The investigational drug evinacumab reduced low-density lipoprotein (LDL) cholesterol–the so-called “bad” cholesterol–by 50 percent in patients with severe hypercholesterolemia whose condition is resistant to standard treatments, a phase 2 study from the Icahn School of Medicine of Mount Sinai and other global academic sites has found.
Results from the study sponsored by Regeneron, are being presented as “late-breaking science” at the American Heart Association Scientific Sessions 2020 on Sunday, November 15, and simultaneously published in The New England Journal of Medicine.
Evinacumab is a fully human monoclonal antibody that works through a different mechanism than existing drugs to bring dangerously high cholesterol to normal levels when combined with maximally-tolerated lipid-lowering therapies in people with familial hypercholesterolemia, a common inherited condition that is difficult to treat.
Our study assessing the safety and efficacy of evinacumab shows that it can lower LDL cholesterol by half in patients unable to attain target guidelines despite maximally tolerated lipid-lowering therapy.”
Robert Rosenson, MD, Principal Investigator, Professor of Medicine (Cardiology) and Director of Cardiometabolic Disorders, Icahn School of Medicine, Mount Sinai Hospital
“Evinacumab is a fully human monoclonal antibody that inhibits angiopoietin-like protein 3 (ANGPLT3) and lowers LDL cholesterol through an LDL receptor-independent pathway.
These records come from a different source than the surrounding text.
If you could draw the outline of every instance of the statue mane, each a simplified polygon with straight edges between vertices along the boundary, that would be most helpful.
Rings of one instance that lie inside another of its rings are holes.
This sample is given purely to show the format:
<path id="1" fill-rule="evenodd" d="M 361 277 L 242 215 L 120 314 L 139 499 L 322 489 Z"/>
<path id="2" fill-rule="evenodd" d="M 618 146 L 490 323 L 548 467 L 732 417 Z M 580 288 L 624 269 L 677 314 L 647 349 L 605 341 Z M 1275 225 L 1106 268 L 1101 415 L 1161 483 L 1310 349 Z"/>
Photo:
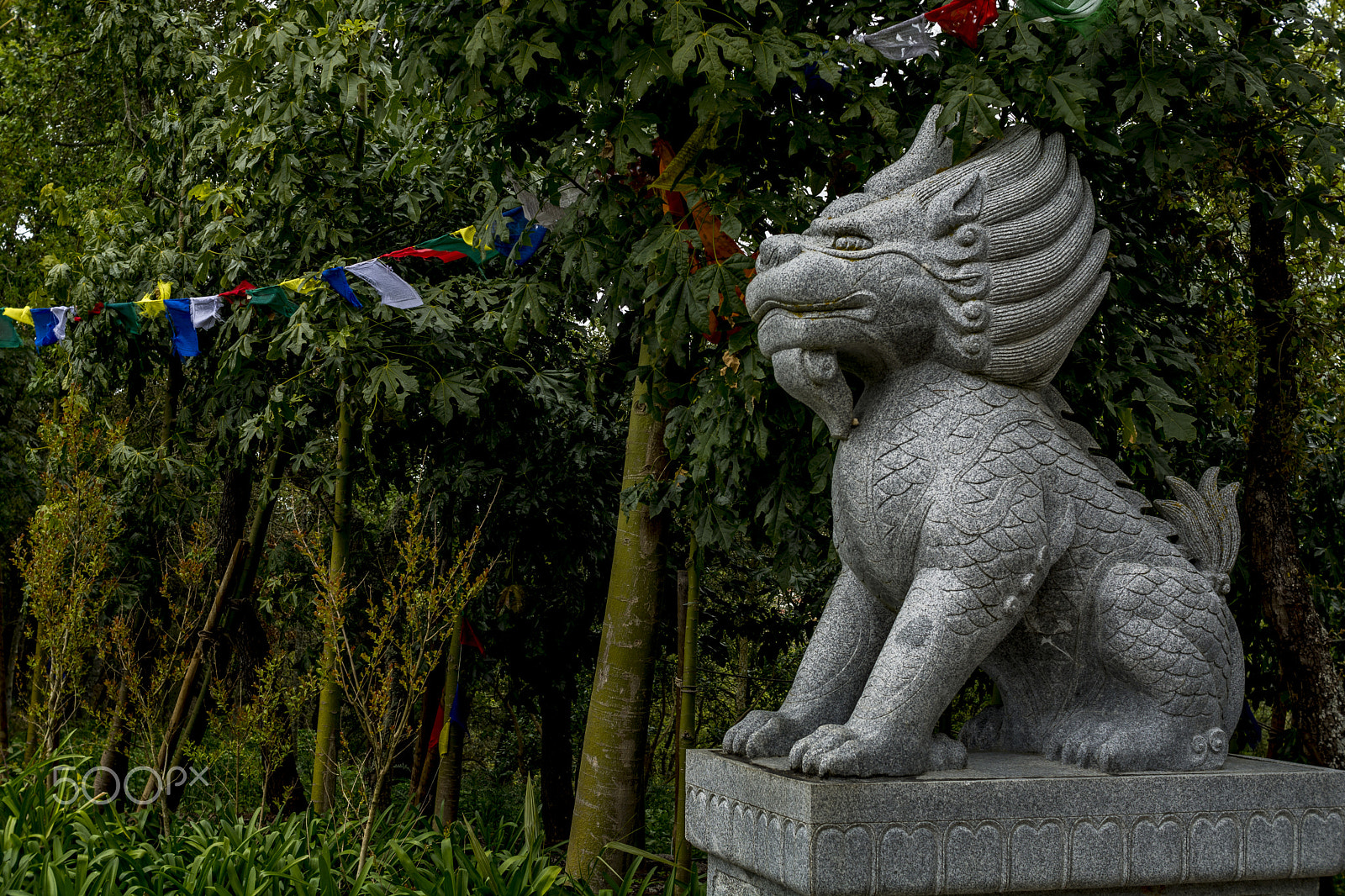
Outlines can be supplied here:
<path id="1" fill-rule="evenodd" d="M 979 192 L 979 211 L 963 215 L 950 238 L 931 239 L 919 252 L 952 299 L 944 308 L 944 339 L 960 361 L 954 366 L 1045 386 L 1107 293 L 1110 234 L 1093 233 L 1092 191 L 1060 135 L 1042 139 L 1034 128 L 1015 125 L 950 167 L 952 147 L 935 125 L 939 112 L 931 110 L 898 161 L 829 213 L 896 196 L 947 221 L 950 210 L 933 206 L 950 187 Z"/>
Genetic studies have shown that people who are missing or have low levels of ANGPTL3 are known to have very low lifelong levels of LDL cholesterol and rarely suffer from atherosclerotic cardiovascular disease.”
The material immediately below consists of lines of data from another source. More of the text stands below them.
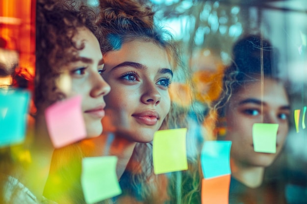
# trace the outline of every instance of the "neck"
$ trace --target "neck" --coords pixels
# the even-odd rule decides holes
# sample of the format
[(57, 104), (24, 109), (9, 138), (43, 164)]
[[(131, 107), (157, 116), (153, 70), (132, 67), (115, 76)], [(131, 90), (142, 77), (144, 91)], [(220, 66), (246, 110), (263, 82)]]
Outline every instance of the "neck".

In the United States, approximately 7 percent of adults have been diagnosed with severe hypercholesterolemia, which is defined as having untreated LDL cholesterol at levels greater than or equal to 190 mg per deciliter.
Familial hypercholesterolemia is present in 1 in 313 people, but it is far more common in patients with early-onset cardiovascular disease, occurring in 1 in 15. The 2018 American Heart Association/American Congress of Cardiology recommends an LDL cholesterol goal of less than or equal to 70 mg per deciliter in patients with a very high risk of atherosclerotic cardiovascular disease, and more aggressive targets have been established by the European Society of Cardiology guideline with recommendations to lower LDL cholesterol to 55 mg/dL or below.
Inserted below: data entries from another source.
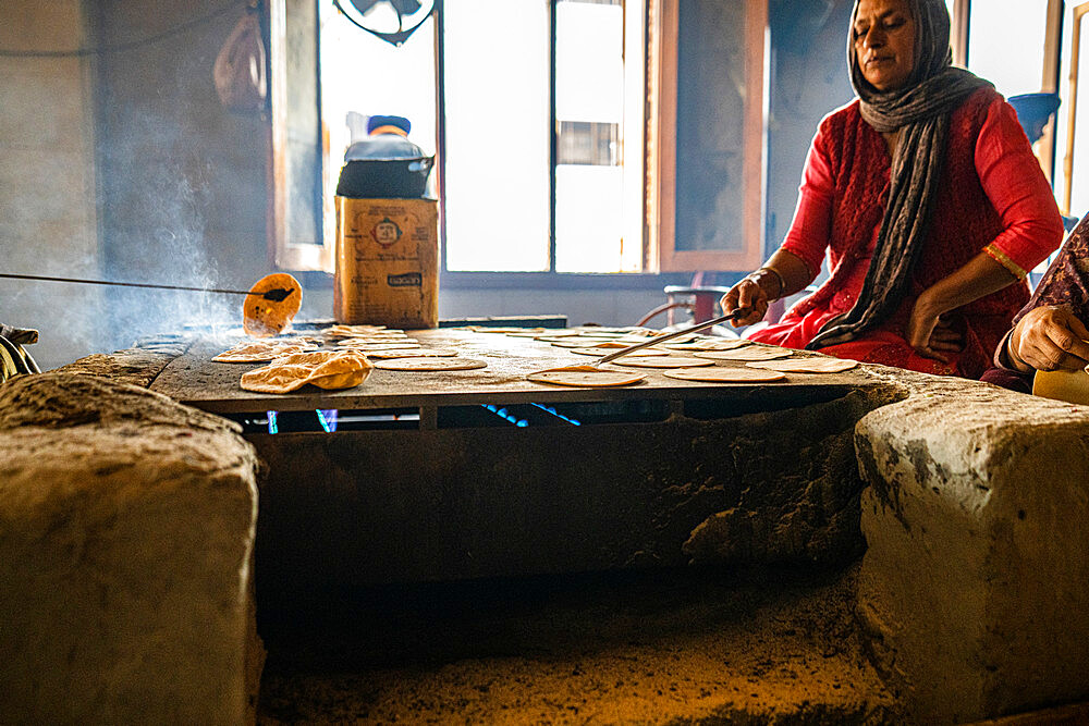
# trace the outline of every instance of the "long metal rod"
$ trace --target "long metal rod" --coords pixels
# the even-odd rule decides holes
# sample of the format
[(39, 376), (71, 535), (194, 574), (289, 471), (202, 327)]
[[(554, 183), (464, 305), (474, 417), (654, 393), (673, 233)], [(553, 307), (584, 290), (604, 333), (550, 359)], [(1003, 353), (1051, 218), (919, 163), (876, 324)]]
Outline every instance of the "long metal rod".
[(686, 335), (688, 333), (695, 333), (698, 330), (705, 330), (705, 329), (711, 328), (713, 325), (719, 325), (719, 324), (722, 324), (724, 322), (730, 322), (731, 320), (734, 320), (736, 318), (741, 318), (742, 316), (746, 316), (748, 313), (749, 313), (749, 308), (737, 308), (733, 312), (727, 312), (724, 316), (719, 316), (718, 318), (711, 318), (710, 320), (705, 320), (703, 322), (698, 322), (695, 325), (688, 325), (684, 330), (678, 330), (676, 332), (669, 333), (668, 335), (658, 335), (657, 337), (648, 339), (647, 341), (645, 341), (643, 343), (636, 343), (635, 345), (629, 345), (626, 348), (621, 348), (620, 350), (616, 350), (615, 353), (610, 353), (607, 356), (602, 356), (601, 358), (598, 358), (597, 360), (595, 360), (590, 365), (594, 366), (594, 367), (598, 367), (601, 364), (607, 364), (610, 360), (615, 360), (616, 358), (620, 358), (621, 356), (626, 356), (628, 353), (632, 353), (633, 350), (641, 350), (643, 348), (650, 347), (651, 345), (658, 345), (659, 343), (664, 343), (665, 341), (672, 341), (674, 337), (681, 337), (682, 335)]
[(42, 274), (12, 274), (0, 272), (0, 278), (8, 280), (37, 280), (44, 282), (78, 282), (86, 285), (114, 285), (117, 287), (151, 287), (155, 290), (187, 290), (194, 293), (223, 293), (224, 295), (265, 295), (242, 290), (221, 290), (219, 287), (187, 287), (185, 285), (157, 285), (149, 282), (114, 282), (110, 280), (83, 280), (79, 278), (52, 278)]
These goals have proven difficult for patients with hypercholesterolemia to reach through standard “triple therapy” of a high-intensity statin, a PCSK9 inhibitor, and ezetimibe, a drug that limits the absorption of cholesterol from the intestine.
“There’s an unmet need for agents that address refractory hypercholesterolemia through a pathway that’s independent of the LDL receptor,” explains Dr. Rosenson. “If approved by the U.S. Food and Drug Administration, evinacumab may potentially fill that clinical gap for patients, by reducing severely elevated LDL cholesterol.”
The phase 2 multi-center, double-blinded, placebo-controlled study of evinacumab included 272 patients with primary hypercholesterolemia including a majority having a diagnosis of heterozygous familial hypercholesterolemia (HeFH).
HeFH is an inherited form of hypercholesterolemia most often caused by mutations in the LDL receptor gene. The research team found that subcutaneous administration of the agent at 450 mg weekly resulted in LDL cholesterol lowering of 56 percent, and 52.9 percent at 300 mg weekly compared to the placebo group.
With monthly intravenous administration of evinacumab at 15 mg/kg, LDL cholesterol reduction was 50.5 percent compared to the placebo group. All patients receiving evinacumab were on background lipid-lowering therapies.
Evinacumab was well-tolerated among most patients. One patient treated with subcutaneous evinacumab had difficulty breathing, and another had a mild anaphylactic reaction. Both stopped the medication and their symptoms improved with other treatments. Two deaths were reported in the trial but were linked to underlying health conditions.
“Our study demonstrates that a regimen of either subcutaneous or intravenous evinacumab can have a significant impact on LDL cholesterol,” notes Dr. Rosenson. “If approved for use in this setting, evinacumab could potentially arm cardiologists with a major new add-on therapy to bring patients with HeFH to or closer to their cholesterol-lowering goal.”
Evinacumab is under regulatory review in the United States and the European Union as an adjunct to other lipid-lowering therapies in patients with homozygous familial hypercholesterolemia, another form of familial hypercholesterolemia.